Global demand for gold jumped 38 per cent year-over-year to 1,015.5 tonnes in the first quarter as sharply higher buying in gold investment products more than offset depressed jewelry consumption and industrial usage, according to an industry report released on today.
"In the current market circumstances, I am not surprised by any increase in gold investment," George Milling-Stanley, managing director of the World Gold Council (WGC), said prior to release of its quarterly ‘Gold Demand Trends’ report.
Milling-Stanley said gold benefited from a combination of safe-haven buying, inflation-hedge demand and diversification into gold to reduce overall volatility of investment portfolios amid one of the worst financial crises in history.
"We have also seen a move from capital appreciation toward wealth preservation," he said. The WGC is a trade group funded by the gold mining industry to promote the metal.
Identifiable investment, which includes the popular gold exchange-traded funds (ETFs) and bullion coins, rose to 595.9 tonnes for the quarter, more than triple that of the 171.3 tonnes in the year-ago quarter.
ETFs were the biggest contributor to investment inflows for the first quarter, while bar and coin demand was the main driver in the last two quarters of 2008, the report showed.
Bullion holdings of SPDR Gold Trust, commonly known as GLD among traders, rose nearly 350 tonnes, or 50 per cent, to 1,127.44 tonnes by the end of the first quarter.
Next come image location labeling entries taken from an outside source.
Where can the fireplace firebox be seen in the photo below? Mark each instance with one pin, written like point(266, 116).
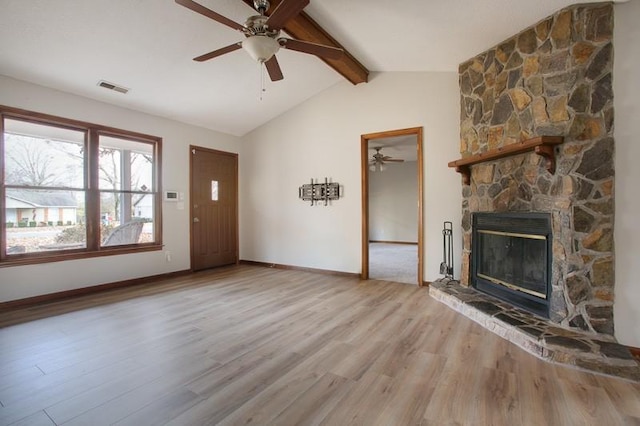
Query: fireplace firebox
point(511, 258)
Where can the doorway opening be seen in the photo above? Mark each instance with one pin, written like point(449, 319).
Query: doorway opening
point(396, 144)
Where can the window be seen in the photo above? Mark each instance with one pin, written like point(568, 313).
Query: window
point(74, 189)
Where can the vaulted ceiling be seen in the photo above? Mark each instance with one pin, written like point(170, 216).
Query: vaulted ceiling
point(147, 46)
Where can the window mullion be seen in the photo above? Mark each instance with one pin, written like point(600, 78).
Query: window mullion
point(92, 161)
point(3, 221)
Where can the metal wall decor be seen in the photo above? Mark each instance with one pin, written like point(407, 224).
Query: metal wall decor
point(315, 192)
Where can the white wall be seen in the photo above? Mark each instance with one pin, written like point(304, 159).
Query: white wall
point(627, 137)
point(393, 203)
point(321, 137)
point(17, 282)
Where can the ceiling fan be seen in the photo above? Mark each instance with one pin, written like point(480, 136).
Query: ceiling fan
point(377, 162)
point(263, 34)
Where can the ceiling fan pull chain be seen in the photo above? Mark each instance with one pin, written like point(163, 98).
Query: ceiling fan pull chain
point(261, 66)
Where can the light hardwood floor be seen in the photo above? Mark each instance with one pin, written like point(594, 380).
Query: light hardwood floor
point(259, 346)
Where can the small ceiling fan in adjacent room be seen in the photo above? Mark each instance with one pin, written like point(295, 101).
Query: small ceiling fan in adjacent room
point(377, 162)
point(262, 34)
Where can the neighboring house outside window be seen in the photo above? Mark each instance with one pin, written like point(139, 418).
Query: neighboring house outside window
point(72, 189)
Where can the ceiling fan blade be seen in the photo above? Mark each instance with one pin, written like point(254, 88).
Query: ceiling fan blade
point(198, 8)
point(273, 68)
point(286, 10)
point(218, 52)
point(321, 50)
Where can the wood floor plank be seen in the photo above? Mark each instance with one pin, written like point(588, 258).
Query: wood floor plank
point(254, 345)
point(312, 406)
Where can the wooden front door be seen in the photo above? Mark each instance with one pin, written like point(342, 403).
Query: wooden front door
point(214, 208)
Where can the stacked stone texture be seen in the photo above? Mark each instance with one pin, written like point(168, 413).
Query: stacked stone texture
point(554, 78)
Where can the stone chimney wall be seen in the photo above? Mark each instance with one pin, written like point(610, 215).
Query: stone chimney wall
point(553, 78)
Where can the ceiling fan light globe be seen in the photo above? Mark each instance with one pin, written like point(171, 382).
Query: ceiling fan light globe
point(260, 48)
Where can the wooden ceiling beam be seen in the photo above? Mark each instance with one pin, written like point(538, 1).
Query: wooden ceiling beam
point(302, 27)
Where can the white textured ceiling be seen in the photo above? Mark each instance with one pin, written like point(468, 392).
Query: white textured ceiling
point(148, 46)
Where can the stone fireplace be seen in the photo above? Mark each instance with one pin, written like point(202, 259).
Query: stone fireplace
point(536, 127)
point(552, 79)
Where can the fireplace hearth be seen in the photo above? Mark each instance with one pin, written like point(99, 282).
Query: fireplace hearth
point(511, 258)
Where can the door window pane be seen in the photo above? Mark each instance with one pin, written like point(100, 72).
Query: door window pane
point(214, 190)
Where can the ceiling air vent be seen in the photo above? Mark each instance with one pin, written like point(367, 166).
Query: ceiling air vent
point(112, 86)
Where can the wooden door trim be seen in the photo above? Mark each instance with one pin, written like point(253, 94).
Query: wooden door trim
point(191, 197)
point(364, 155)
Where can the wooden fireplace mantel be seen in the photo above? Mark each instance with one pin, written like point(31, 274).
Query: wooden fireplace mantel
point(541, 145)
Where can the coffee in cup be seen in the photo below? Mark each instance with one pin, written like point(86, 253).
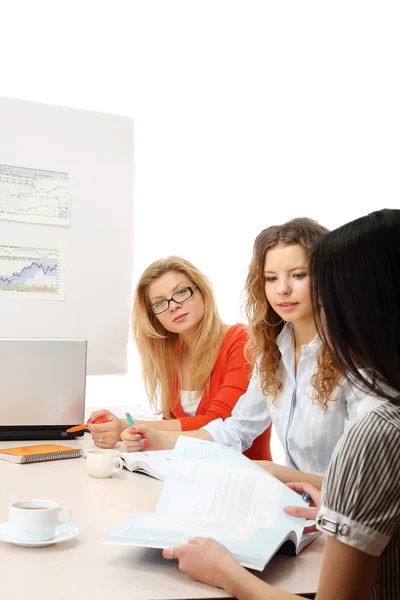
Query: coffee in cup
point(36, 520)
point(103, 463)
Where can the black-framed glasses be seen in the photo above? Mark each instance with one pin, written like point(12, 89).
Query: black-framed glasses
point(179, 297)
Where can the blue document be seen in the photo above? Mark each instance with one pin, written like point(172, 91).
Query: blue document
point(213, 491)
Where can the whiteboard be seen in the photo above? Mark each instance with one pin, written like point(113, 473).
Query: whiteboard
point(95, 249)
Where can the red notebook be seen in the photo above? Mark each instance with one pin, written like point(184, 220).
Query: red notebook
point(42, 452)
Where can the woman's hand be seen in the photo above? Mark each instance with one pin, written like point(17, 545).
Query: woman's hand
point(140, 437)
point(105, 435)
point(205, 560)
point(309, 513)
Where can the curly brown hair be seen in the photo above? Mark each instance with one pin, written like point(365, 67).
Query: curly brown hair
point(262, 343)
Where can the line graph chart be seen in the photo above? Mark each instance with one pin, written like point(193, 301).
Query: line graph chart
point(34, 196)
point(31, 272)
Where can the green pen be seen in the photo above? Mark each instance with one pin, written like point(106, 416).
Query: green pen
point(131, 424)
point(129, 419)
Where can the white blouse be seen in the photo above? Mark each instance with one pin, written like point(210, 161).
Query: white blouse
point(307, 433)
point(190, 400)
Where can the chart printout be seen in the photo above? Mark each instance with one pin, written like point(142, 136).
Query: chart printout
point(31, 272)
point(34, 196)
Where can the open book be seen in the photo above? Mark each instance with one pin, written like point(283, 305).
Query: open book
point(213, 491)
point(154, 463)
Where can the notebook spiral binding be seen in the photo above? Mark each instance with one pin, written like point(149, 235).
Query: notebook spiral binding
point(53, 456)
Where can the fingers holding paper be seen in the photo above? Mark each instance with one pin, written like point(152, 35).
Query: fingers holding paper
point(140, 437)
point(204, 559)
point(310, 512)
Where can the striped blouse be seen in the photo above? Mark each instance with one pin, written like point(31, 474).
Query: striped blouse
point(307, 433)
point(366, 465)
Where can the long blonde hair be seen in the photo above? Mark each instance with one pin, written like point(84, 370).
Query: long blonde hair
point(262, 343)
point(160, 350)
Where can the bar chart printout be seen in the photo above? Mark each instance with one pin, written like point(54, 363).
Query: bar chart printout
point(31, 272)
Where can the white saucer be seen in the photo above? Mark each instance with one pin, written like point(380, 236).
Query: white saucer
point(63, 533)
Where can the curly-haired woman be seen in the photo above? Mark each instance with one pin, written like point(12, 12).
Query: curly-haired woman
point(294, 383)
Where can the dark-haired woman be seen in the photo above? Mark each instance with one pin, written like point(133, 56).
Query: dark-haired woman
point(355, 274)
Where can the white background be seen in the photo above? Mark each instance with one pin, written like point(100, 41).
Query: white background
point(96, 151)
point(246, 114)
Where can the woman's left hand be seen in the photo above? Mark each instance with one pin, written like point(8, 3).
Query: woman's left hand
point(309, 512)
point(205, 560)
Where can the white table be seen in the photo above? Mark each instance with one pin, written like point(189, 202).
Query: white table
point(85, 567)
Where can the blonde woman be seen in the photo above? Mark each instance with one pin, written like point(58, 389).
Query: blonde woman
point(295, 384)
point(194, 366)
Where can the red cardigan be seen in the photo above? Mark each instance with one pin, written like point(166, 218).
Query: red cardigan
point(228, 381)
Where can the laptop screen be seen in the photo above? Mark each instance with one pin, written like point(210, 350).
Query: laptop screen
point(42, 382)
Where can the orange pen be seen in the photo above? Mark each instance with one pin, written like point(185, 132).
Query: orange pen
point(84, 425)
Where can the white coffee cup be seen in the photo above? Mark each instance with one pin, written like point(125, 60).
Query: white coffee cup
point(35, 520)
point(103, 463)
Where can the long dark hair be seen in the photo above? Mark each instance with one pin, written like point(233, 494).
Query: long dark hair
point(355, 289)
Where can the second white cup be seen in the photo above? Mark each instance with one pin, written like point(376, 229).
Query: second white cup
point(103, 463)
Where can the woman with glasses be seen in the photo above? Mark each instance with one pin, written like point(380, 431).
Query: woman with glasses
point(294, 384)
point(355, 273)
point(194, 366)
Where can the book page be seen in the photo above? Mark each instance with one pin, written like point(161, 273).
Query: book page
point(152, 462)
point(211, 482)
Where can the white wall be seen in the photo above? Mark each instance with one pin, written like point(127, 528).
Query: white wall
point(246, 114)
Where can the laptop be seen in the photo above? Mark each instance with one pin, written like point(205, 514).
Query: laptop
point(42, 388)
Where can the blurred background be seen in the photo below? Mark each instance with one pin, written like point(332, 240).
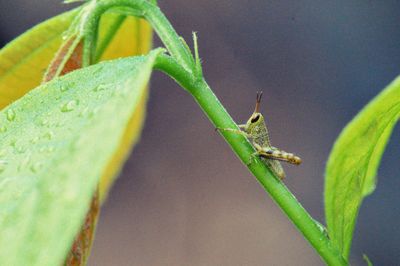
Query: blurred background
point(183, 198)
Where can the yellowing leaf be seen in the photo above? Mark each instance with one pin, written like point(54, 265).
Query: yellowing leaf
point(353, 163)
point(57, 141)
point(24, 60)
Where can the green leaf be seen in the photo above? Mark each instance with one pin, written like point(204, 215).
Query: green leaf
point(56, 142)
point(367, 260)
point(353, 163)
point(24, 60)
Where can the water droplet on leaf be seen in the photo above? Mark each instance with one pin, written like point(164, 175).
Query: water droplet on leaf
point(10, 115)
point(69, 106)
point(36, 167)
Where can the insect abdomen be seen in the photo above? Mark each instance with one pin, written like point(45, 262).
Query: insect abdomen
point(281, 155)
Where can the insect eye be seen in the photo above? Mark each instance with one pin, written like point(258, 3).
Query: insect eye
point(255, 119)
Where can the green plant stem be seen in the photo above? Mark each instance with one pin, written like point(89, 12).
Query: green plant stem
point(243, 149)
point(139, 8)
point(182, 67)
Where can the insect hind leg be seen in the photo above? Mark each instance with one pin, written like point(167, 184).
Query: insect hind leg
point(276, 154)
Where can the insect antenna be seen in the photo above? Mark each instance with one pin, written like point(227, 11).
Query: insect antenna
point(258, 100)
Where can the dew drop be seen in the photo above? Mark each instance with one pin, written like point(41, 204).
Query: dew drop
point(100, 87)
point(20, 149)
point(49, 135)
point(84, 112)
point(34, 140)
point(36, 167)
point(44, 122)
point(10, 115)
point(24, 163)
point(69, 106)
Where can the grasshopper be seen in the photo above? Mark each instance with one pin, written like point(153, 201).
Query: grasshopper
point(256, 130)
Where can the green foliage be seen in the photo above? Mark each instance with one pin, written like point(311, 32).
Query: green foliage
point(353, 163)
point(55, 144)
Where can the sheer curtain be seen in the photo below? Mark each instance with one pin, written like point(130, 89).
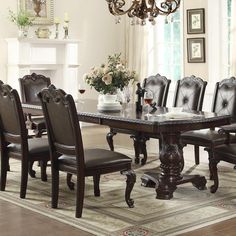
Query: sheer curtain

GLD is by far the world's biggest gold-backed ETF, accounting for more than 80 percent of all such investment funds.
"It is not a case of ETF demand replacing other gold investments, but it has been genuinely additive to gold investment," Milling-Stanley said.
Total jewellery consumption in the first quarter dropped 24 percent to 339.4 tonnes year-on-year, dampened by higher gold prices and the global economic slowdown, WGC said.